One could be kind and call it ahead of its time, envisioning a politician Alan Alda before The West Wing and a war with the Great White North prior to South Park's "Blame Canada."  Oh, hell, let's just celebrate this as what finally put Rhea Perlman and G.D. Spradlin in the same film.

New York, New York

Director: Martin Scorsese
Not a terrible movie (though sure as hell not good), there's a bigger shocker than remembering that this distinctly non-Italians-killing-each-other flick was directed by Martin Scorsese.  (Keep in mind that Marty had already helmed Alice Doesn't Live Here Any More, and would later move on to work as diverse as Kundun and The Age of Innocence.)
No, the biggest surprise is that this 1977 musical featuring Liza Minelli is the origin of the timeless classic sung by Frank Sinatra.  That's right - the classic that closes out every winning Yankees game is a cover version from this not-as-ancient-as-you-thought flick.

Brewster's Millions

Director: Walter Hill
This dopey movie (yet another with John Candy) was the 7th of 9 film versions of this "careful what you wish for" fable.  (Frankly, it's a miracle Adam Sandler and Dennis Dugan haven't announced their doing an update.)
With the story being such a workhorse, it's no wonder the tough guy action picture director Walter Hill thought it would be a good one on which to flex his family-comedy muscles.  Hill, of course, made his bones with the ultraviolent The Warriors and the foul-mouthed cop pictures 48 Hrs.  
After this anomaly he went back to form with Red Heat, Last Man Standing and episodes of Deadwood.

Wise Guys

Director: Brian De Palma
The true film nerd's filmmaker, Brian De Palma exudes craft with each of his dark, psychological films.  Whether blowing our minds with montage and split-screens in Carrie, The Fury, Scarface and Sisters or deconstructing the very nature of filmmaking with Blow-Out, Body Double and Obsession, De Palma's resume was a remarkable and unblemished from his early avant-garde pictures in the 1960s until 1986 when he turned in. . . this.  An (alleged) mob comedy that climaxes with Captain Lou Albano asking "Who farted?"
So is this movie any good?  I've only got two words for you and they are Joe and Piscopo.

The Chronicles of Narnia: The Voyage of the Dawn Treader

Director: Michael Apted
British director Michael Apted has no specific genre.  A renown documentarian (see the 7 Up series and the watchable-even-if-you-don't-like-him Sting doc Bring On The Night) Apted has done thrillers (Gorky Park), action-adventure (The World Is Not Enough), drama (Gorillas in the Mist), great television (Rome)  and enthongraphic biopics (Coal Miner's Daughter.)
There's one type of film he hasn't done that much of, though.  Cash-grabbing garbage.  That changed late last year as he turned in this work of shameless, mid-franchise tripe.
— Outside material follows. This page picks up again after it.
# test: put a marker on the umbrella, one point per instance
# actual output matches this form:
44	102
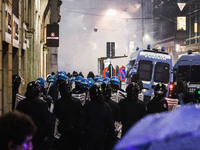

Dawn Treader didn't even have the decency to have good special effects, but serves to remind us, I suppose, that even an elder statesman with a sterling record has a soft spot for a truck full of money backing up to his front door.

Thelma & Louise

Director: Ridley Scott
It isn't just that this movie is set in the present - more of Ridley Scott's movies are than you might imagine.  And it isn't even that this isn't exactly an action picture - Someone To Watch Over Me is basically a love story and A Good Year is. . .well, no one actually saw that, so I can't say.
What makes Thelma & Louise such an oddity is that it doesn't have the look.  There are no shafts of light, no cold cityscapes or harsh interiors.  It's as if Scott broke out of the same state-of-mind prison that his characters did.  And then followed it up with 1492: Conquest of Paradise.

Jack

Director: Francis Ford Coppola
A bigger shamo than Fredo.

Memoirs of an Invisible Man

Director: John Carpenter
This is the movie that Bill Murray saw and said, "Sweet Lord, that will never be me."
This catastrophe isn't just Chevy Chase's fall from grace, but also one of the true great craftsmen of suspense, John Carpenter.  Carpenter never fully recovered (In The Mouth of Madness came close to redeeming him) so I'd like to blame it on the insidious alien government taking their revenge after being exposed in They Live.

Finding Forrester

Director: Gus Van Sant
Gus Van Sant exploded into the 1990s with Drugstore Cowboy and My Own Private Idaho as one of our finest art house directors and has made his way back there with his (what I like to call) "endurance trilogy" of Gerry, Elephant and Last Days.
For a stretch, though, he was the man now, dog, with two unexpected and (in my opinion) unwatchable pieces of Hollywood tripe Good Will Hunting, which simply felt like a paycheck movie, and Finding Forrester, which truly frightened some of us into thinking he lost his mind.

What Planet Are You From?

Director: Mike Nichols
The creator of some of our most insightful dramas like Who's Afraid of Virginia Woolf, Carnal Knowledge, Closer and Angels in AmericaThe Graduate, Primary Colors and Charlie Wilson's War (as well as numerous productions of Shakespeare in the Park) made a movie about Garry Shandling's buzzing interstellar penis featuring Ben Kingsley traveling via flushed toilets. as well as notable satires like

Farenheit 451

Director: Francois Truffaut
The central pillar of the French Nouvelle Vague, known for his stylish, often autobiographical character-driven films, baffled everyone by making a big budget international color picture based on a contemporary classic science-fiction novel in English.
More surprising: it was actually pretty damned good.
Truffaut immediately retreated to his comfort zone and not doing anything remotely mainstream or fantastical til he appeared in Spielberg's Close Encounters of the Third Kind eleven years later.

I Am

Director: Tom Shadyac
Finally, the connection between Jim Carrey and Noam Chomsky!
Shadyac, the genius behind Ace Ventura and The Klumps, had a near death experience so decided to sink his personal fortune into a documentary no one will see about All The Troubles In The Word.
Sounds like a spiritual sequel to Liar, Liar or Evan Almighty (both Shadyac productions) but I swear it's the truth.

Piranha II: The Spawning

Director: James Cameron
Even the King of the World had to start somewhere.  With flying, killer fish.

Toys

Director: Barry Levinson
The director of heartfelt, character-driven comedies like Diner, Avalon and Wag The Dog, as well as award-winning flicks like Bugsy, Rain Man and You Don't Know Jack turned in this hyper-stylized, tripped-out mess about the evils of big toy manufacturing. 
Mark another one in the Robin Williams column, will ya?

Alien Ressurection

Director: Jean-Pierre Jeunet
The visually dazzling French director took a trip to Hollywood between City of Lost Children and Amelie, and it was this bloated, confusing, not-very-satisfying entry in the Alien franchise.
Not everything translates well.

The Good Mother

Director: Leonard Nimoy
After two Star Trek films (one good, the other phenomenal) Mr. Spock set his phasers to mainstream success with mainstream comedies like Three Men and a Baby and Funny About Love.
In between, however, sits this quite remarkable child custody drama starring Diane Keaton, Liam Neeson and Jason Robarts that takes a frank look at sexuality and women's liberation.  Most illogical.

The Score

Director: Frank Oz
Miss Piggy directs Marlon Brando. Robbing banks.